Positional Operators Support (Epic)

amreo commented 4 years ago

I have a idea. Why don't define every function using a ForEach function?

func ForEach(doc interface{}, path string, arrayFilters map[string]interface{}, process func(*interface{}) (bool, error)) error

The idea is that when ForEach find recursively a value that match the path, it calls the function process passing the reference to the value. If the process function return true, the computation stop, otherwise continue.

Example

value = {
    "foo": [
        {"bar": 20, "baz": [100, -300, 400]},
        {"bar": 43, "baz": [-100, 300, -400]}
    ]
}

update = {
    "$inc": {
          "foo.$[ok].baz.$[positive]": 1,
     }
}

arrayFilter = {
    "ok": { "$gt": 30 },
    "positive": { "$gt": 0 }
}

Inc(value, path, arrayFilter) -->
      ForEach(value, path, arrayFilter, processor) -->
             ForEach([{"bar": 20, "baz": [100, -300, 400]},  {"bar": 43, "baz": [-100, 300, -400]}], "$[ok].baz.4[positive]", arrayFilter, processor) -->
                 //Don't match so ForEach({"bar": 20, "baz": [100, -300, 400]}, "baz.4[positive]", arrayFilter, processor) is not called-->
                 ForEach({"bar": 43, "baz": [-100, 300, -400]}, "baz.4[positive]", arrayFilter, processor) -->
                         ForEach([-100, 300, -400], "$[positive]", arrayFilter, processor) -->
                                 // -100 don't match with arrayFilter condition
                                 Process(&300) --> false
                                 // -400 don't match with arrayFilter condition

Example code (Get)

func Get(doc interface{}, path string, arrayFilters map[string]interface{}) interface{} {
    var foundValue interface{}
    ForEach(doc, path, arrayFilters, func(value *interface{}) (bool, error) {
        foundValue = *value
        return true, nil
    })

    return foundValue
}

Example code (Inc)

func Inc(doc interface{}, path string, arrayFilters map[string]interface{}, increment interface{}) interface{} {
    ForEach(doc, path, arrayFilters, func(value *interface{}) (bool, error) {
        var oldValue interface{} = *value
        //Switch algorithm...

        //Set the value
        *value = newValue
        return false, nil
    })
}

Example code (Unset)

func Unset(doc interface{}, path string, arrayFilters map[string]interface{}, increment interface{}) interface{} {
    ForEach(doc, partBeforeLastDot(path), arrayFilters, func(value *interface{}) (bool, error) {
        field := partAfterLastDot(path)
        //Handle case if field == '' OR isn't a field name (eg. $[], $[<field name>], <index>...)
        //Handle case if *value isn't a bson

        bson := *value.(bson.M) //Or bson.D
        for _, pair := bson {
            if pair.key == field {
                delete(bson, field)
            }
        } 
    })
}

Actual apply's or process's functions aren't correct because they makes assumptions that the path reference a single value instead multiple values that should be updated separately.
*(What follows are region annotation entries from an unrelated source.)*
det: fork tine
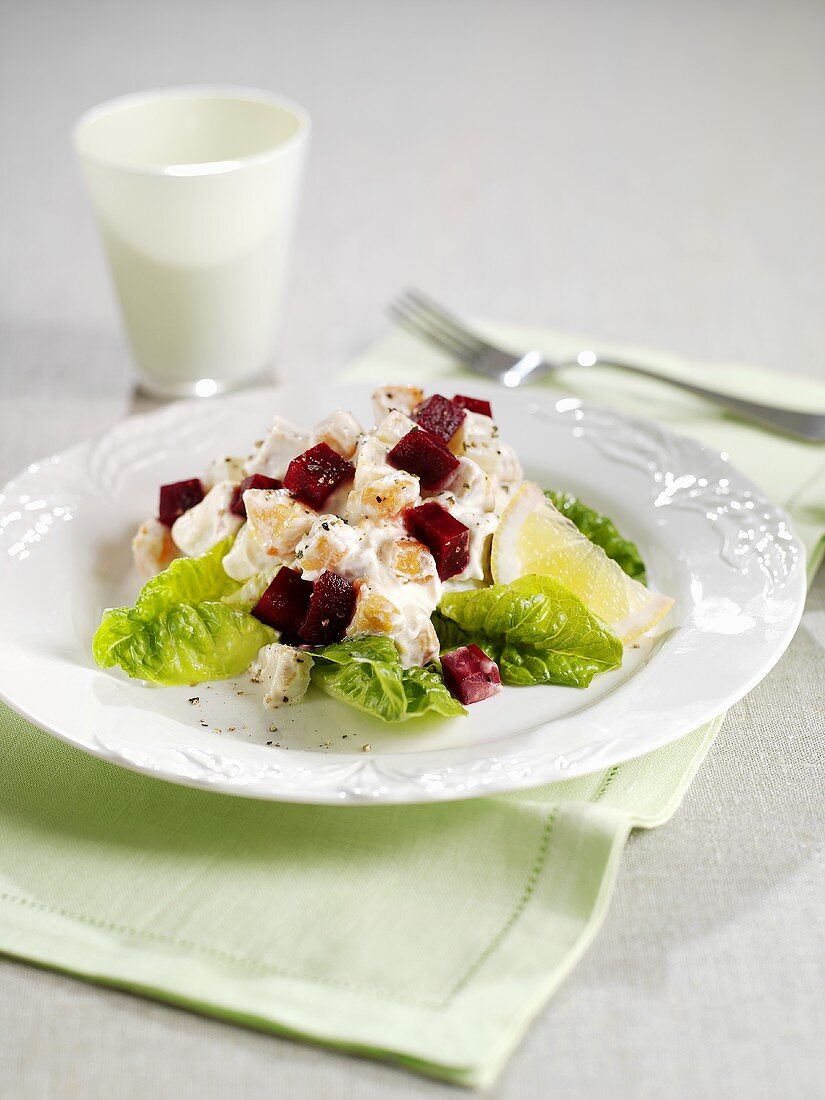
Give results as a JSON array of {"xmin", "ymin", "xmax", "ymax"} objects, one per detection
[
  {"xmin": 394, "ymin": 295, "xmax": 484, "ymax": 359},
  {"xmin": 405, "ymin": 287, "xmax": 490, "ymax": 352},
  {"xmin": 387, "ymin": 303, "xmax": 473, "ymax": 363}
]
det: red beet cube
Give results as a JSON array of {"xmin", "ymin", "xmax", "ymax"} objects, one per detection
[
  {"xmin": 441, "ymin": 646, "xmax": 502, "ymax": 706},
  {"xmin": 452, "ymin": 394, "xmax": 493, "ymax": 417},
  {"xmin": 157, "ymin": 477, "xmax": 204, "ymax": 527},
  {"xmin": 404, "ymin": 501, "xmax": 470, "ymax": 581},
  {"xmin": 387, "ymin": 428, "xmax": 459, "ymax": 491},
  {"xmin": 299, "ymin": 570, "xmax": 356, "ymax": 646},
  {"xmin": 415, "ymin": 394, "xmax": 466, "ymax": 443},
  {"xmin": 284, "ymin": 443, "xmax": 355, "ymax": 510},
  {"xmin": 229, "ymin": 474, "xmax": 284, "ymax": 519},
  {"xmin": 252, "ymin": 565, "xmax": 312, "ymax": 638}
]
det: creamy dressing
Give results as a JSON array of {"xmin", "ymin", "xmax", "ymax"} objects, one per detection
[{"xmin": 135, "ymin": 386, "xmax": 523, "ymax": 686}]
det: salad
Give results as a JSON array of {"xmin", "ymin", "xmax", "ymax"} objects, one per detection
[{"xmin": 94, "ymin": 385, "xmax": 673, "ymax": 722}]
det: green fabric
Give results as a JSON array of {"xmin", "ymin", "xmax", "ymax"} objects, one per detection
[{"xmin": 0, "ymin": 323, "xmax": 825, "ymax": 1086}]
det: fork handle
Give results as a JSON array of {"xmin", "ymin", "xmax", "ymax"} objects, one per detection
[{"xmin": 592, "ymin": 355, "xmax": 825, "ymax": 443}]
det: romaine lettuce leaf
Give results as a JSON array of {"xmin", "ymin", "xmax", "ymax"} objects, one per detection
[
  {"xmin": 545, "ymin": 490, "xmax": 648, "ymax": 584},
  {"xmin": 432, "ymin": 576, "xmax": 623, "ymax": 688},
  {"xmin": 92, "ymin": 539, "xmax": 277, "ymax": 685},
  {"xmin": 312, "ymin": 635, "xmax": 466, "ymax": 722}
]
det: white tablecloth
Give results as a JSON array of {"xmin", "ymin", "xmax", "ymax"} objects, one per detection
[{"xmin": 0, "ymin": 0, "xmax": 825, "ymax": 1100}]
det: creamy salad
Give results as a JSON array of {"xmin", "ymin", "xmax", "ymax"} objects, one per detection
[{"xmin": 95, "ymin": 385, "xmax": 667, "ymax": 721}]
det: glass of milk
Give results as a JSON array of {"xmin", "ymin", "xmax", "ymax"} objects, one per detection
[{"xmin": 74, "ymin": 87, "xmax": 310, "ymax": 397}]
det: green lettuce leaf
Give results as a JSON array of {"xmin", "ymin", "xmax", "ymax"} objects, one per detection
[
  {"xmin": 92, "ymin": 539, "xmax": 277, "ymax": 685},
  {"xmin": 312, "ymin": 635, "xmax": 466, "ymax": 722},
  {"xmin": 432, "ymin": 576, "xmax": 623, "ymax": 688},
  {"xmin": 545, "ymin": 490, "xmax": 648, "ymax": 584}
]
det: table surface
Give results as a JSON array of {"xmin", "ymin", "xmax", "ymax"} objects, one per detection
[{"xmin": 0, "ymin": 0, "xmax": 825, "ymax": 1100}]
256dpi commented 4 years ago

I like the direction of the idea. However, if possible I would like to hide the complexity from the accessor functions (Get, Put, ...). While the ForEach wrapper does not pollute the functions too much, specifying arrayFilters on most calls as nil except in the update operators is quite awful.

What about we resolve the dynamic keys which include positional operators and rewrite the update document to only include static keys? That way we would not need to change the accessor functions and can conveniently pre-process the update document in Apply if arrayFilters has been specified.

// Resolve will process the specified update document and return an update
// document with all positional operators replaced with absolute array indices.
func Resolve(doc Doc, update Doc, arrayFilters List) (Doc, error) {
    // ...
}

func TestResolve(t *testing.T) {
    res, err := Resolve(Convert(bson.M{
        "array": bson.A{1, 2, 3, 4},
    }), Convert(bson.M{
        "$mul": bson.M{
            "array.$[lte2]": 2,
        },
    }), List{
        Convert(bson.M{
            "lte2": bson.M{
                "$lte": 2,
            },
        }),
    })
    assert.NoError(t, err)
    assert.Equal(t, Convert(bson.M{
        "$mul": bson.M{
            "array.0": 2,
            "array.1": 2,
        },
    }), res)
}

amreo commented 4 years ago

I think the second solution can become expensive in terms of memory. I don't think the first solution show a complexity. For example applyMul can become:

func applyMul(ctx Context, actualPath string, value *bsonkit.Doc, v interface{}) error {
    res, err := multiply(*value, v)
    if err != nil {
        return err
    }
    // record change
    ctx.Value.(*Changes).Updated[actualPath] = res

    return nil
}

applyMul(now)

func applyMul(ctx Context, doc bsonkit.Doc, _, path string, v interface{}, arrayFilters map[string]interface{}) error {
    // multiply value
    res, err := bsonkit.Multiply(doc, path, v)
    if err != nil {
        return err
    }

    // record change
    ctx.Value.(*Changes).Updated[path] = res

    return nil
}

I don't think the complexity is changed. The Get() can be reimplemented passing a nil to the ForEach ArrayFilters parameter. ForEach should take care that arrayFilters can be nil! ForEach can be called only by ProcessExpressions.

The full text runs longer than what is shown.